## Income Risk in the BHPS

This notebook creates a variance-covariance matrix of income residuals similar to the one created for PSID data [here](https://github.com/nilshg/psidJulia). 

In [1]:
import numpy as np; import pandas as pd; import string; import statsmodels.formula.api as sm

df = pd.read_stata("C:/Users/tew207/Desktop/BHPS_1_18.dta")

Preliminary definitions:

In [2]:
tinit = 1992; tlast = 2009
ageinit = 20; agelast = 64
agecell = 4
minyrs = 5
nlag = 5
agelb = 20; ageub = agelb + agecell
agemidpt = (agelb+ageub)/2  # = 22
agemax = (agelast + agelast - agecell)/2 - agemidpt + 1  # = 41 (maximum age a cohort can reach)
oldcoh = agelast - minyrs - ageinit - agecell/2   # number of cohort existing in the first year
years = range(tinit, tlast+1)
newcoh = tlast - tinit - minyrs + 1
maxcoh = oldcoh + newcoh  # total number of cohorts;

In [3]:
%%time
df['kept'] = 0

for pid in df.pid.unique():
    df.loc[df.pid==pid, 'kept'] = len(df[df.pid==pid])
    
print "There are",len(df[df.kept<5]),"households with less than 5 observations"
print "Keeping",len(df[df.kept>4]),"households with more than 5 observations"
df = df[df.kept>4]

There are 8205 households with less than 5 observations
Keeping 45205 households with more than 5 observations
Wall time: 23.4 s


Merge the [supplemental data files](https://www.iser.essex.ac.uk/files/iser_working_papers/2010-33.pdf) created by Stephen Jenkins, giving equivalized deflated net household income:

In [4]:
for x in string.ascii_lowercase[0:18]:
    df2 = pd.read_stata("C:/Users/tew207/Desktop/PhD_Data/BHPS/Data/"+x+"_neta.dta")
    df = pd.merge(df, df2, left_on=['hid'], right_on=[x+'hid'], how='left')
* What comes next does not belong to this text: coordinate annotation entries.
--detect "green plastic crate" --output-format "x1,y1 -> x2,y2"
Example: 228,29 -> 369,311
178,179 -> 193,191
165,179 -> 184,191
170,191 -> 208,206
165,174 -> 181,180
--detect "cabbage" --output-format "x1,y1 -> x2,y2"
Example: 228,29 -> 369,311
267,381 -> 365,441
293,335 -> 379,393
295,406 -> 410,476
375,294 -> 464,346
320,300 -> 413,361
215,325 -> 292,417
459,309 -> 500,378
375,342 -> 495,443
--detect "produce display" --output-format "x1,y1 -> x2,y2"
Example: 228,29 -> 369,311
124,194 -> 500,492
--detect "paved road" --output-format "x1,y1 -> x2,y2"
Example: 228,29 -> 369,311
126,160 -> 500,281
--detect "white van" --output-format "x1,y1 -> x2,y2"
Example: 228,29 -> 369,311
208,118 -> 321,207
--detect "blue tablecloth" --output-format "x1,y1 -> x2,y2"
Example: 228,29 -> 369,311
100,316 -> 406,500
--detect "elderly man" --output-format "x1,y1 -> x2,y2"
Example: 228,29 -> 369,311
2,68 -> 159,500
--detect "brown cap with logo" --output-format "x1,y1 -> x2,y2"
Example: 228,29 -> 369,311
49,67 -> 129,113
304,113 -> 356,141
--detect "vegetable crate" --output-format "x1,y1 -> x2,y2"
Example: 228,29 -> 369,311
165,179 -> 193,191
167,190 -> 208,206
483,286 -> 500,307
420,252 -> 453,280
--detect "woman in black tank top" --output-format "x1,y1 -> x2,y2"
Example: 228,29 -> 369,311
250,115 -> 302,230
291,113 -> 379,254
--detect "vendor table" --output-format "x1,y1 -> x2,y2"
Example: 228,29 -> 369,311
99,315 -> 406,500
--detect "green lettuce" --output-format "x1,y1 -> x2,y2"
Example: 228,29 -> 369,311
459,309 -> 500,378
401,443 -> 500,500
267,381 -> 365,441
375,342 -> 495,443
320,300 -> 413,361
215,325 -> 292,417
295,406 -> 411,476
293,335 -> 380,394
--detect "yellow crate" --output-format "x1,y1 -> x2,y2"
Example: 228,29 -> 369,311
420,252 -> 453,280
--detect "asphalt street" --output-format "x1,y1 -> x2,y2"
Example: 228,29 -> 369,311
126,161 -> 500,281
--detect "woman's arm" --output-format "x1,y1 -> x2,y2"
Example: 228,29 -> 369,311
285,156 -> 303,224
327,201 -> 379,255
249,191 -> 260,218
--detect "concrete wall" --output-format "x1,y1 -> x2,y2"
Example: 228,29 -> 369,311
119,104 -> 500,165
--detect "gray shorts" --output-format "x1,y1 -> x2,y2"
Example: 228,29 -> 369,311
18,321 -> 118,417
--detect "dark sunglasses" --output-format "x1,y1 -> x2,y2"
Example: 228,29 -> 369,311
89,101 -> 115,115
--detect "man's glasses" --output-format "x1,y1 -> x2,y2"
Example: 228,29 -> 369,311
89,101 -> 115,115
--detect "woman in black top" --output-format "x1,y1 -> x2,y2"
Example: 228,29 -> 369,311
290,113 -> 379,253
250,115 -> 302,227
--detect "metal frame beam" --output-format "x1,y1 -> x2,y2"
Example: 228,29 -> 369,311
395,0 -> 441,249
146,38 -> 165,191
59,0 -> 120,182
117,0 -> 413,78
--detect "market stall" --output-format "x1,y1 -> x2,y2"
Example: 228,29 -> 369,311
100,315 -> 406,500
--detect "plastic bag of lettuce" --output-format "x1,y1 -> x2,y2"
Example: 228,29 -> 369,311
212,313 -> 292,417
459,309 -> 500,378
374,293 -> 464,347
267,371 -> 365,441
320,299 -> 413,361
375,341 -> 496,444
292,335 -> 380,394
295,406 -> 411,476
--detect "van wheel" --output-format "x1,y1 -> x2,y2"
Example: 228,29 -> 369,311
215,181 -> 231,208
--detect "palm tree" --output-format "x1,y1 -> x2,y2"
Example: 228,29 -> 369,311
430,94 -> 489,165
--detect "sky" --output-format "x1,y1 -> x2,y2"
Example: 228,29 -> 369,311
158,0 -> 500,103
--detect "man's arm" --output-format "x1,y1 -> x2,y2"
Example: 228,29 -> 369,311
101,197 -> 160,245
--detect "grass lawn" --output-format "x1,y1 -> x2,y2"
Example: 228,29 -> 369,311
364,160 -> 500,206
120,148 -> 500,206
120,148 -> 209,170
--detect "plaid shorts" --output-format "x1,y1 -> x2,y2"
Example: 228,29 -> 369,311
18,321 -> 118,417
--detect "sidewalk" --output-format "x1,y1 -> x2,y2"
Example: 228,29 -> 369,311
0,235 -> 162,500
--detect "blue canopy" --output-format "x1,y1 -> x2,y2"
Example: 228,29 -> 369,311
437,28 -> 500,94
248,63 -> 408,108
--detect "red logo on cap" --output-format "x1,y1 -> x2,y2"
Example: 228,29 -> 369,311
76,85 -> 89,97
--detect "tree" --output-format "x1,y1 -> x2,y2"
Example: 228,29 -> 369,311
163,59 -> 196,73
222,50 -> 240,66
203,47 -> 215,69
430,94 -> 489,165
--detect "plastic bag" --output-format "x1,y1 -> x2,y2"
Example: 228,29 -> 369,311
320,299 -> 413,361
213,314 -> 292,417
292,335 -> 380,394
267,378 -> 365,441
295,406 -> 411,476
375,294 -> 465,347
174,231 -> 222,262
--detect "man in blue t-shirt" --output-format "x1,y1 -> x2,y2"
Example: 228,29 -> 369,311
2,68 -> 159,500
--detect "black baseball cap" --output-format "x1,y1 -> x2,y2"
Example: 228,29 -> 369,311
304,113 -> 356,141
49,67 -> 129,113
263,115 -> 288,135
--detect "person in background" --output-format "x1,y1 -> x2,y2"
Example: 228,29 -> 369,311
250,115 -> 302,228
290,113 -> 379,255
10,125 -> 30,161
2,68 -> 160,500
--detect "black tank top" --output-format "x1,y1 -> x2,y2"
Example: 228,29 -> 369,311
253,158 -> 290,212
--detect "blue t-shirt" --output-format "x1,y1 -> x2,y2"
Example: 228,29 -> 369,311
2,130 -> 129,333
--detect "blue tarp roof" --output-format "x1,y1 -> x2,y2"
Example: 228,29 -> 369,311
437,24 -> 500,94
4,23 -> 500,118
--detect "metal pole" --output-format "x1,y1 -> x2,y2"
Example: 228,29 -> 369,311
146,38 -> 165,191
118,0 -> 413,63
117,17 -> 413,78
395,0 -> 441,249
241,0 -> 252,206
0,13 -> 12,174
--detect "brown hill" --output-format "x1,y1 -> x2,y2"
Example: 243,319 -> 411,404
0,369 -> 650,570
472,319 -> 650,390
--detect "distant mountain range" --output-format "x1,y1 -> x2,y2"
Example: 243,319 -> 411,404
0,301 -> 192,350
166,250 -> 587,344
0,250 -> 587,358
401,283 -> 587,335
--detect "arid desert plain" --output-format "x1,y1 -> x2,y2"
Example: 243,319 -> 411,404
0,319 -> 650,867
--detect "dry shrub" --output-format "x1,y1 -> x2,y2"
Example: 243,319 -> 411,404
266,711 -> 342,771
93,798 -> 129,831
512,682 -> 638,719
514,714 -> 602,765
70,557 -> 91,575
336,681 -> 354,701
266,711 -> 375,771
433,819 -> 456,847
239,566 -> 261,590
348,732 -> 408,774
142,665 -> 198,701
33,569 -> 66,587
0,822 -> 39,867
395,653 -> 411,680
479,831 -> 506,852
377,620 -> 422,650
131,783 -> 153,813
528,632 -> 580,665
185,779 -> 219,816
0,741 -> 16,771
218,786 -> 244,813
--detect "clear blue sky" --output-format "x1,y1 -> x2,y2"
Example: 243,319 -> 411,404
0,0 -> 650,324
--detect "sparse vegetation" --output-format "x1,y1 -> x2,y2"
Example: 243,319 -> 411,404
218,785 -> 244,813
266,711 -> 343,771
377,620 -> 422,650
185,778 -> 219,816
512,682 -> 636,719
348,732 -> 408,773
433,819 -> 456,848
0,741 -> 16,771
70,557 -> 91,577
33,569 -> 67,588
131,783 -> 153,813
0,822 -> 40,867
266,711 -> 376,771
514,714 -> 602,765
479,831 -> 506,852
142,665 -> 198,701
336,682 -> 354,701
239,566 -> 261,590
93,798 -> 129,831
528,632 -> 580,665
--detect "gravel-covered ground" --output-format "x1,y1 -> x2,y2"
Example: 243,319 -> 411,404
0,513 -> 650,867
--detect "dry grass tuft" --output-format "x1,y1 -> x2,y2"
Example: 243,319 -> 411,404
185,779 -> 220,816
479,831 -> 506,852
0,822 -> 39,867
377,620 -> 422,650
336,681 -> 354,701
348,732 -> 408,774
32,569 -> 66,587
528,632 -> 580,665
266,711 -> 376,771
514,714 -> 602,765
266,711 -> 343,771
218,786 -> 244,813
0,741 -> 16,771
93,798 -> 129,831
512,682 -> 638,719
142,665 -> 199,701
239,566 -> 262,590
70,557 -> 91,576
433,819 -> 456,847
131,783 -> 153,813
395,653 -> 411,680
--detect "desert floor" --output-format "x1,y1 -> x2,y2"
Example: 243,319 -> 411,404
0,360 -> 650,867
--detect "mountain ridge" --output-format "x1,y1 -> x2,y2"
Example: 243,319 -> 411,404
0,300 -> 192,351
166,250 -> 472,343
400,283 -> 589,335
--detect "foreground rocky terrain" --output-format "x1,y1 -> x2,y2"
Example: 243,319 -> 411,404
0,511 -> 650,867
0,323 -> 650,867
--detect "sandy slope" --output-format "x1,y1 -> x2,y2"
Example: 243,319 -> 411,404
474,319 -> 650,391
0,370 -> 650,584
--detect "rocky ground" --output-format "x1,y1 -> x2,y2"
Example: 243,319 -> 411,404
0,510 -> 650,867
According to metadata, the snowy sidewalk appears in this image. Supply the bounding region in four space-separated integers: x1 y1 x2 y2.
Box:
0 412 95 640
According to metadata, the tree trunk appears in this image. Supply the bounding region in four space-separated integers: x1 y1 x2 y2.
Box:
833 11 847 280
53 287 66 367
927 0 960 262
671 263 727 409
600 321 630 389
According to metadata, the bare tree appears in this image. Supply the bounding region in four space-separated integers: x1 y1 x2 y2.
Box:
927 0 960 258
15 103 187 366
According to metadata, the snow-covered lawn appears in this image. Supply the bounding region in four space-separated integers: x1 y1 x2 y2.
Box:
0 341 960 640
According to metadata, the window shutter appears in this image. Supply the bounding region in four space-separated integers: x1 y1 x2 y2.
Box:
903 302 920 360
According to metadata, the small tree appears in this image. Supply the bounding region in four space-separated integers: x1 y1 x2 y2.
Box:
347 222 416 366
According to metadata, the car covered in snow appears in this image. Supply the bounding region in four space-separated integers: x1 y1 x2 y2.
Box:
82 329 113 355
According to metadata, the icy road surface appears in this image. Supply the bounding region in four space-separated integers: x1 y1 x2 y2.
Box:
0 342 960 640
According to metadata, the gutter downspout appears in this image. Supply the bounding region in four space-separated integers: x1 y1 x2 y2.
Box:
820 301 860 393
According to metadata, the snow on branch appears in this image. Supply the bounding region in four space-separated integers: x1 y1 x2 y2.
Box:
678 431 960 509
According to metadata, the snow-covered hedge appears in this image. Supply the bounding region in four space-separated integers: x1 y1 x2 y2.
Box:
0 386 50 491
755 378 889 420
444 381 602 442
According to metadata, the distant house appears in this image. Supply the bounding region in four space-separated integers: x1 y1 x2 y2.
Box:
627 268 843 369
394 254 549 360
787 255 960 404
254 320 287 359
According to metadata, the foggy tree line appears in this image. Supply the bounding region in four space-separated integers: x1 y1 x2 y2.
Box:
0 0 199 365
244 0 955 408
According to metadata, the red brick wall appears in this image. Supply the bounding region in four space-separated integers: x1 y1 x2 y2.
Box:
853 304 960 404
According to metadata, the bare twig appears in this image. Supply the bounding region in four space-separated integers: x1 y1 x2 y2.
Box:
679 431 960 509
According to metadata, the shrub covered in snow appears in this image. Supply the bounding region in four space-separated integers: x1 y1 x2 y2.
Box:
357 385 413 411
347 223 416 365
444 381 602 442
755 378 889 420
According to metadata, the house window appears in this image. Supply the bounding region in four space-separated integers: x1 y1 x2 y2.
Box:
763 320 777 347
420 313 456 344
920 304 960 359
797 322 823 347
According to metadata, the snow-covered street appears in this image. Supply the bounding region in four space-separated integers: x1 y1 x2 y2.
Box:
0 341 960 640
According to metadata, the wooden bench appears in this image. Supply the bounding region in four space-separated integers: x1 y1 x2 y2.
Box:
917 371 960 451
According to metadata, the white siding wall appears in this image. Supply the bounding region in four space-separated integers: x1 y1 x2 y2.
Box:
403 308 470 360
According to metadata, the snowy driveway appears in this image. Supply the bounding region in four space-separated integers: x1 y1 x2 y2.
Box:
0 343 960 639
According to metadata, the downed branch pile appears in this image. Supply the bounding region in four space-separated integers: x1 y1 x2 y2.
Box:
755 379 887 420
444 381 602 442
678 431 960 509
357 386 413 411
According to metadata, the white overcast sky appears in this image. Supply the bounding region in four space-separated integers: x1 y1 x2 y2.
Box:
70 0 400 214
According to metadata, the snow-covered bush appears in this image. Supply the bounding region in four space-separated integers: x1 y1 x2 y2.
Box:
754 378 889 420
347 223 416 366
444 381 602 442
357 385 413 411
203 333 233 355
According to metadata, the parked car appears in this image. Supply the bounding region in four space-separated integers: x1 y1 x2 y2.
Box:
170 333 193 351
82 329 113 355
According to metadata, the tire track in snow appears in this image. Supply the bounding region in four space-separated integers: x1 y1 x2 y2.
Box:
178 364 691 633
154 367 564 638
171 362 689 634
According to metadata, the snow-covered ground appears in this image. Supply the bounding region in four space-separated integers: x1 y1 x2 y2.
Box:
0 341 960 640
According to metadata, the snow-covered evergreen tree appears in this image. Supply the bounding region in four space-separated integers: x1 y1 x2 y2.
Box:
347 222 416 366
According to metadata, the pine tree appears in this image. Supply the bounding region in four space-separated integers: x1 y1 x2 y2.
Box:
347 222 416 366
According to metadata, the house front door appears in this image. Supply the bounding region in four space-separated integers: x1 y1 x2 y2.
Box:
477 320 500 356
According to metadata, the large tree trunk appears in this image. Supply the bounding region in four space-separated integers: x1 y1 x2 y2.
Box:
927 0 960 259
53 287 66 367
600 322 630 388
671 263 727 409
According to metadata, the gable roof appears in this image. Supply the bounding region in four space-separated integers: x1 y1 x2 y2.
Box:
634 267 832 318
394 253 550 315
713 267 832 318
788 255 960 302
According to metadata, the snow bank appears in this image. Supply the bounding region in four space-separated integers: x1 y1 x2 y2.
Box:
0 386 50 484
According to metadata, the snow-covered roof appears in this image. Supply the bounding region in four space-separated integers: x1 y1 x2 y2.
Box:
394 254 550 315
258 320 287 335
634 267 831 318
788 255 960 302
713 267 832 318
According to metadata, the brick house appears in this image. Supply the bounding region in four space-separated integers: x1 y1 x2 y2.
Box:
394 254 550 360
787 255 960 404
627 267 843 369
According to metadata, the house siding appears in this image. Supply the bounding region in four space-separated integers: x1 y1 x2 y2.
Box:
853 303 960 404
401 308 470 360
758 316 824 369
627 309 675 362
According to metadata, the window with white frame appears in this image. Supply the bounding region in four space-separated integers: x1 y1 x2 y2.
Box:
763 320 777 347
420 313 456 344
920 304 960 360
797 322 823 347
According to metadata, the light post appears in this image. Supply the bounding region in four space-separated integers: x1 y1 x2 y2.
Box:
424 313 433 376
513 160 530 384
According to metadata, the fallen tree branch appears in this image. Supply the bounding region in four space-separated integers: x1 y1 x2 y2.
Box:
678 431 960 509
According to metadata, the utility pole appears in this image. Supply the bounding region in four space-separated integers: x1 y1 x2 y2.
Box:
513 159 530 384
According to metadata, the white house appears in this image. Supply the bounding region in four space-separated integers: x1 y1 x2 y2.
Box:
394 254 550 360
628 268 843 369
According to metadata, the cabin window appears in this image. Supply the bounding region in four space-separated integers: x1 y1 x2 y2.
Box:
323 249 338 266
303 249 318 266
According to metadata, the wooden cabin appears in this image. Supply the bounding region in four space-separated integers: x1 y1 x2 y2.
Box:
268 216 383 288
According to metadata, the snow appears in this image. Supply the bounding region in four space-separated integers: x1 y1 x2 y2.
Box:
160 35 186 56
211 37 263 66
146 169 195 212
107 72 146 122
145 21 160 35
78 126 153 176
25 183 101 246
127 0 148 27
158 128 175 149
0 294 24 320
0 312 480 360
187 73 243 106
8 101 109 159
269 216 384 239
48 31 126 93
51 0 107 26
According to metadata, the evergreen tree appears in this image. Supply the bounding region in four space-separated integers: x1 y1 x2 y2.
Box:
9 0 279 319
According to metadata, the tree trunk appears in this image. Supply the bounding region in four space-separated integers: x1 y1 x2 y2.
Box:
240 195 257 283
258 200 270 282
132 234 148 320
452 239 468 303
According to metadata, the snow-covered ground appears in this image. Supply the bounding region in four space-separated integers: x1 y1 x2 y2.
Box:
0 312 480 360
As the supplemental data is in wide format, we need to consolidate the yearly data into one long variable:

In [5]:
df['hhyneti'] = 0
df['hhnyrde'] = 0
df['hhnyrde2'] = 0
    
for (x,yr) in zip(string.ascii_lowercase[0:18], range(1992,2010)):
    df.loc[df.year==yr, 'hhyneti'] = df.loc[df.year==yr, x+'hhyneti']
    df.loc[df.year==yr, 'hhnyrde'] = df.loc[df.year==yr, x+'hhnyrde']
    df.loc[df.year==yr, 'hhnyrde2'] = df.loc[df.year==yr, x+'hhnyrde2']
    
df = df[df.hhyneti>5000]

Wall time: 586 ms


Create labour market experience by calculating the age individual left full-time education (either left school, or, in the case of those with further education, left further education) and then subtracting this from current age:

In [6]:
%%time
for pid in df.pid.unique():
    df.loc[df.pid==pid, 'scend'] = np.max(df.loc[df.pid==pid]['scend'])
    df.loc[df.pid==pid, 'feend'] = np.max(df.loc[df.pid==pid]['feend'])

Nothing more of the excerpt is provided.